When  the war started in September 1939 we were living at 8 Jubilee Avenue Eighton  Banks.  Marion and I were playing in the garden and  I can remember the lovely aroma of  lamb roasting in the oven and  mint being chopped up for the sauce.  Our parents called us into the house  to hear Mr. Chamberlain saying on the radio that War had been declared. Of course we had no idea what it would mean for us all, but that it was an important moment,  I as a six year old was in no doubt.  I presume that as the village was in no immediate danger there was no talk of evacuation and we carried on our normal quiet lives, walking as a group of unaccompanied children two miles every day to school and collecting blackberries on the way back.  In early 1940 we moved to Gateshead and then we were brought up to the stark reality of war.  Most of the local children had already been evacuated because the Germans had  shown interest in the nearby docks.  One day we were returning  from school when a damaged German plane flew low over the streets,  terrified we ran for home. Marion and I were together but I looked  behind for Trevor, who was having difficulty keeping up,  I could not see him and I thought he was gone forever but a kindly shop keeper had taken him inside for safety.  The school  was not really a school because there were so few children left in the area and the lessons were taught in the upstairs room of what I must presume to be the one remaining teacher's house.  In that small room there were a number of children whose ages ranged from four to twelve.  An impossible task for anyone and it soon became clear that we too would have to be evacuated.

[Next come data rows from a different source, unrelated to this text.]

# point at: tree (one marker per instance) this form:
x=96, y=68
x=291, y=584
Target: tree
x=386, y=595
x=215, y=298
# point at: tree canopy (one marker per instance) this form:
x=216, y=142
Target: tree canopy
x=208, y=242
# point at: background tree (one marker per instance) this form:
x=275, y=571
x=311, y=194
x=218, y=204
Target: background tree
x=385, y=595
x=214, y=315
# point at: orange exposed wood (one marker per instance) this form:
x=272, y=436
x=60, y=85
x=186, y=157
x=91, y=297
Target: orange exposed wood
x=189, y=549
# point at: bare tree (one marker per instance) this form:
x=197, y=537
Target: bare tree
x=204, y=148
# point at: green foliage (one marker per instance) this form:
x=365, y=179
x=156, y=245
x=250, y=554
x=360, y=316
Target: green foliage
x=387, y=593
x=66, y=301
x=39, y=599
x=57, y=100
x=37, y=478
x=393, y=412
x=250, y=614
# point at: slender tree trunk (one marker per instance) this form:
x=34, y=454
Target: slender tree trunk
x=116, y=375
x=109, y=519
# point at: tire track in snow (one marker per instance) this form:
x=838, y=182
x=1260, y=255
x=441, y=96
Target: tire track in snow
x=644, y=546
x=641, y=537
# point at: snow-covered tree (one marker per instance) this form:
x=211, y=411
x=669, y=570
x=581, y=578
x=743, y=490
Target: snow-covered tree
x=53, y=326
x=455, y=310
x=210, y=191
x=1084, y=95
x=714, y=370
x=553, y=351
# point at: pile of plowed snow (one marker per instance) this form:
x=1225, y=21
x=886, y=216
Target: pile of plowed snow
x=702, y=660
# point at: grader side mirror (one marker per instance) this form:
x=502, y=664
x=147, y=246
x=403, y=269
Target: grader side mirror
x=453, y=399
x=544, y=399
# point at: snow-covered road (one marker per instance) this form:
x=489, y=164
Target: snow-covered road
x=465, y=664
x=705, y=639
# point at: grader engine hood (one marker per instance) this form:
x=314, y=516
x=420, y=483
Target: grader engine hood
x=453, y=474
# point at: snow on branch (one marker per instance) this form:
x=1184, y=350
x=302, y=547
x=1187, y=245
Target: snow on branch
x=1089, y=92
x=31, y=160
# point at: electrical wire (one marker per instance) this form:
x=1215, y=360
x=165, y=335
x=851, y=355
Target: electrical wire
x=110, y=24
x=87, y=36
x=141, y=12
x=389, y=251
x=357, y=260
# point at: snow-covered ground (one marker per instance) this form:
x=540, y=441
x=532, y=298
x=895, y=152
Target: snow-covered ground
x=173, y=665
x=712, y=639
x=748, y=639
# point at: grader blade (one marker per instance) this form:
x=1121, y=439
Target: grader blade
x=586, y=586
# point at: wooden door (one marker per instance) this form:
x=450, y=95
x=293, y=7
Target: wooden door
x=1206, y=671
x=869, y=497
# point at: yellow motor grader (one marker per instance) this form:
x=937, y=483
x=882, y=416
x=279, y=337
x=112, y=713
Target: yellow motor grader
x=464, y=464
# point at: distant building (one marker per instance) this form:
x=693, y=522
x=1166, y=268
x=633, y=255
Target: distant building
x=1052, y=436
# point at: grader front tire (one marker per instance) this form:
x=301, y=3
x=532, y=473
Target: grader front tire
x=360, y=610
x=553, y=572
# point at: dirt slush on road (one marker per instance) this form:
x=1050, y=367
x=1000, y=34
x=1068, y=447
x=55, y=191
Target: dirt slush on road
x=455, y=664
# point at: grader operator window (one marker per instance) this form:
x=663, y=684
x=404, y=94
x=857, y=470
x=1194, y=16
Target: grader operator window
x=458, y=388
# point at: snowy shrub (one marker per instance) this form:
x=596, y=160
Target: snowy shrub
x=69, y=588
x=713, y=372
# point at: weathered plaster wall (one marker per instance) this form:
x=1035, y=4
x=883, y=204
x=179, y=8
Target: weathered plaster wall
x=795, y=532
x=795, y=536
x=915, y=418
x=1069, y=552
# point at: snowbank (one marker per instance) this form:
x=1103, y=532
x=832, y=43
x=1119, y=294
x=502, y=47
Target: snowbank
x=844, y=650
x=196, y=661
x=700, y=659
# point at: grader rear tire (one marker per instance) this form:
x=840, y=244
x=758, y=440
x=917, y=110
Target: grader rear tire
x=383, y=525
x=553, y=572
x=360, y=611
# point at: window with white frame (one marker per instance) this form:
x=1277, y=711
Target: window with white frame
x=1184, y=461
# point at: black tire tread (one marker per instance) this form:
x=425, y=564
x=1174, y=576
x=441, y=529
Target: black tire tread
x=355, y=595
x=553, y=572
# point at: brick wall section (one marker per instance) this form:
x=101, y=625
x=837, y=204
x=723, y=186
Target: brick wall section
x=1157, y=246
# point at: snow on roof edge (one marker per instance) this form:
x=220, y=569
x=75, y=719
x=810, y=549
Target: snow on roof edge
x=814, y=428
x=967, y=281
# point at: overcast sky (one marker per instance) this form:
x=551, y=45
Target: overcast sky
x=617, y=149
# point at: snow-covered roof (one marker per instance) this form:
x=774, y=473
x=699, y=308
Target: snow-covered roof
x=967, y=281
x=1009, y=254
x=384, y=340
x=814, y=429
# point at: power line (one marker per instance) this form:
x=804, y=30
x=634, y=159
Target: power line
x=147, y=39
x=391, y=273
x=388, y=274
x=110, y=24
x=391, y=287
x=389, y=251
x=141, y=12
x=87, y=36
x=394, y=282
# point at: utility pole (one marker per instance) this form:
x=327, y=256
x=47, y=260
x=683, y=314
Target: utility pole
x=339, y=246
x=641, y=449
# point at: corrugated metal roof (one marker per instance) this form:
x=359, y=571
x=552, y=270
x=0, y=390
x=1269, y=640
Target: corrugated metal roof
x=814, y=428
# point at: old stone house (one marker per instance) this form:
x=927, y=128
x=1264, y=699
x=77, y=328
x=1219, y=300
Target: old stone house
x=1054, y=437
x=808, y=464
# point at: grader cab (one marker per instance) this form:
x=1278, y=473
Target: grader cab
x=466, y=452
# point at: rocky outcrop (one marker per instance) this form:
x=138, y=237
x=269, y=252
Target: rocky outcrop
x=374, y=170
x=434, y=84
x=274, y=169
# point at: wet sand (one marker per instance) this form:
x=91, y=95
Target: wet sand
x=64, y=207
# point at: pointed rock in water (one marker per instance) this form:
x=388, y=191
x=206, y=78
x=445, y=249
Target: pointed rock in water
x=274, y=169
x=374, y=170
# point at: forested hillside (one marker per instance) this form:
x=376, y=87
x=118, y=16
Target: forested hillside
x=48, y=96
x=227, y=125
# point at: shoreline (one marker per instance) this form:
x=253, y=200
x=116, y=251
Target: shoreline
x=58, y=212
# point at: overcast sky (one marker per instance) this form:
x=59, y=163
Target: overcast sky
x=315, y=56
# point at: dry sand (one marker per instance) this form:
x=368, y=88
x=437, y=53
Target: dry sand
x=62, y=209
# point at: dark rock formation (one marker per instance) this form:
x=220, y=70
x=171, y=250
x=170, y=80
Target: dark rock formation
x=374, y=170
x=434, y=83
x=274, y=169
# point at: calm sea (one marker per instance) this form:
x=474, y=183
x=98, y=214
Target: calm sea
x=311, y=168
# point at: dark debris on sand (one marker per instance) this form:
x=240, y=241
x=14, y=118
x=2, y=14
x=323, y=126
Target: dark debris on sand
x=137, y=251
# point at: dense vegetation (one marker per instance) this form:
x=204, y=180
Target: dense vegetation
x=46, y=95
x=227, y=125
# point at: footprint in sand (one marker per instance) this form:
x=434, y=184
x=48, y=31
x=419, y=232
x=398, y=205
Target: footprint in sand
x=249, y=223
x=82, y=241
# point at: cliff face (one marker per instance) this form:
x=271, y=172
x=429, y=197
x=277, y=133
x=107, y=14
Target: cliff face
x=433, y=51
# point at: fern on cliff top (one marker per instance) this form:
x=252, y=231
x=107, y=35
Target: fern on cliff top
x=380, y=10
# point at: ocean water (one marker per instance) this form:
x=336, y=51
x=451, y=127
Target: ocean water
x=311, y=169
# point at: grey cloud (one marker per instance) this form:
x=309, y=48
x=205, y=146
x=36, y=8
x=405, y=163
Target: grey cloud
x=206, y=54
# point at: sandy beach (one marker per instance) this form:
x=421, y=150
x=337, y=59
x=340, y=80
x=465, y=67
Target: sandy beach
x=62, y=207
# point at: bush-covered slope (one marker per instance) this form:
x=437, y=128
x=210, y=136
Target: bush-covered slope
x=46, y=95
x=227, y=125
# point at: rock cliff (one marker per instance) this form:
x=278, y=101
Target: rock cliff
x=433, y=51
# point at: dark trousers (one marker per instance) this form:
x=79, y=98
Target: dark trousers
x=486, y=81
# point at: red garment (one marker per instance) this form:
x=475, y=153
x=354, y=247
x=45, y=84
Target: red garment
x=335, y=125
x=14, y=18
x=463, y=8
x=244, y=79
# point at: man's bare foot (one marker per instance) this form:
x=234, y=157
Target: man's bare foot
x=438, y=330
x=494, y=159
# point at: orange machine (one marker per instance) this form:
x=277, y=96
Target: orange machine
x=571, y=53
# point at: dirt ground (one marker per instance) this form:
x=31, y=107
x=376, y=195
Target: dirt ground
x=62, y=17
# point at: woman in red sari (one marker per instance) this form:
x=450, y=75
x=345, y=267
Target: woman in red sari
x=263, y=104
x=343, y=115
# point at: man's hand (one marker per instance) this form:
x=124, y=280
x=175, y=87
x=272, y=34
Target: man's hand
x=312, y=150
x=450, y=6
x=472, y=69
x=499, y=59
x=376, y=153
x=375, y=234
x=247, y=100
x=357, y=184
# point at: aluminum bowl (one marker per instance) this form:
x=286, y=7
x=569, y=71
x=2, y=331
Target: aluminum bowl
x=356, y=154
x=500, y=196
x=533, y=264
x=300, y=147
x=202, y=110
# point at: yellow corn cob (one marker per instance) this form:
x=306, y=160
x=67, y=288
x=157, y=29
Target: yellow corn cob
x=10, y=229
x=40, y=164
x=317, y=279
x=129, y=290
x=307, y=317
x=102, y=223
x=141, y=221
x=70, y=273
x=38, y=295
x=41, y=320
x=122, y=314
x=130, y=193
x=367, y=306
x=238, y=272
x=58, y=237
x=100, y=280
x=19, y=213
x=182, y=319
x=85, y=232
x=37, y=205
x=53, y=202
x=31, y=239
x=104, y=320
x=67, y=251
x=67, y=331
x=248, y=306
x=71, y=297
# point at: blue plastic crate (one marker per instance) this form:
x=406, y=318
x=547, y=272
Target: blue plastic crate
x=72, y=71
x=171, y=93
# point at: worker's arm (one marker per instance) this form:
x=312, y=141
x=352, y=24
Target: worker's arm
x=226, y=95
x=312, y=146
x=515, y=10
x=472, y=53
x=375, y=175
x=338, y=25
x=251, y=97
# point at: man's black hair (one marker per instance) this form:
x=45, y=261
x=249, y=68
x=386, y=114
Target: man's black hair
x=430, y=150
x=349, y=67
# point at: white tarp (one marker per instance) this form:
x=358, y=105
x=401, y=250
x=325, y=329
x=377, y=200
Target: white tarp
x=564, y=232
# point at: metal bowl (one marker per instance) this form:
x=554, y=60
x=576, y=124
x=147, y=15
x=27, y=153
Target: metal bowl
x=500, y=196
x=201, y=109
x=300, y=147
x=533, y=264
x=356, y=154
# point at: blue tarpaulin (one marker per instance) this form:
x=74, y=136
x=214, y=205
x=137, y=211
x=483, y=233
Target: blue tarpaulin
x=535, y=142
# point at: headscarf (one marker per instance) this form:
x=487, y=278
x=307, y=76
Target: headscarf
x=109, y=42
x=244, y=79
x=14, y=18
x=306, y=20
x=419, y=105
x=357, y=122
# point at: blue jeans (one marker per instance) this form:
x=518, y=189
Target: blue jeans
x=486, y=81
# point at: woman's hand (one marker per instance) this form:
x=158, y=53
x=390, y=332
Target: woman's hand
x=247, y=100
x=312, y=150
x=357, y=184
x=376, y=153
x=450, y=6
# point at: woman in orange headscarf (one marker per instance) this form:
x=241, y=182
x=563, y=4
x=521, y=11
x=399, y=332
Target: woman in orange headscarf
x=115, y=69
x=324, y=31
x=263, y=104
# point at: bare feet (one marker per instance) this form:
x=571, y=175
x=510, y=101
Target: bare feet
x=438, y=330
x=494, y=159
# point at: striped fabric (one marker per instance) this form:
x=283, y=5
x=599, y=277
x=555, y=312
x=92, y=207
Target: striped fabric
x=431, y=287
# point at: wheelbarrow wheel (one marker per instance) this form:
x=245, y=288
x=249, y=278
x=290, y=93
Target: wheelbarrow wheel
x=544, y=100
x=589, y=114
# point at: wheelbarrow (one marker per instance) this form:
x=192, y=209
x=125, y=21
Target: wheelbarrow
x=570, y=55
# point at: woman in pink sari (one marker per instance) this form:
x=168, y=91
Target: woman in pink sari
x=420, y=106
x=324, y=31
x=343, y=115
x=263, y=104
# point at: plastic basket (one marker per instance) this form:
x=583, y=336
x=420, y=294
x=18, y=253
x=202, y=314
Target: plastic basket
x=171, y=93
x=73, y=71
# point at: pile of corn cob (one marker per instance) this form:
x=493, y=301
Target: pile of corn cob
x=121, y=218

I remember Marion and I  travelling by train with a small suitcase and the ever present gasmasks carried in a Babies Dried Milk Tin, adapted for the purpose by two holes being punched through the sides and string long enough to be strung over our shoulders  attached.  We arrived quite late at night and we were taken to a small cottage  and met the lady of the house who was a young  woman married to a R.A.F. officer.  She  was very welcoming and kind.  We were so tired and just wanted to go to bed  so she made us a drink of warm milk  and  an individual egg custard.  I did not remember having had them before and I thought they were absolutely delicious.  Feeling welcomed and special we went to bed in a little bedroom under the eaves.  I do not remember being at all homesick, just perfectly accepting that this was how things had to be.  I think I felt safe as long as Marion was near me.  We  had  arrived in Asenby a small farming village in the North Riding of Yorkshire.  We went to school in nearby Topcliffe which had an R.A.F.  station .  We had some lessons in the church because  the village school was not large enough for all the evacuees.  The little school building had a bell on the roof and the best behaved child for the week  was allowed to ring it on Friday afternoon.  When we revisited in 1990 Marion remembered when she rang the bell.  I wonder why I do not!!   I do remember going to church for services and  on one occasion the evacuees singing All Things Bright And Beautiful and the Vicar's wife telling me afterwards how well I had sung.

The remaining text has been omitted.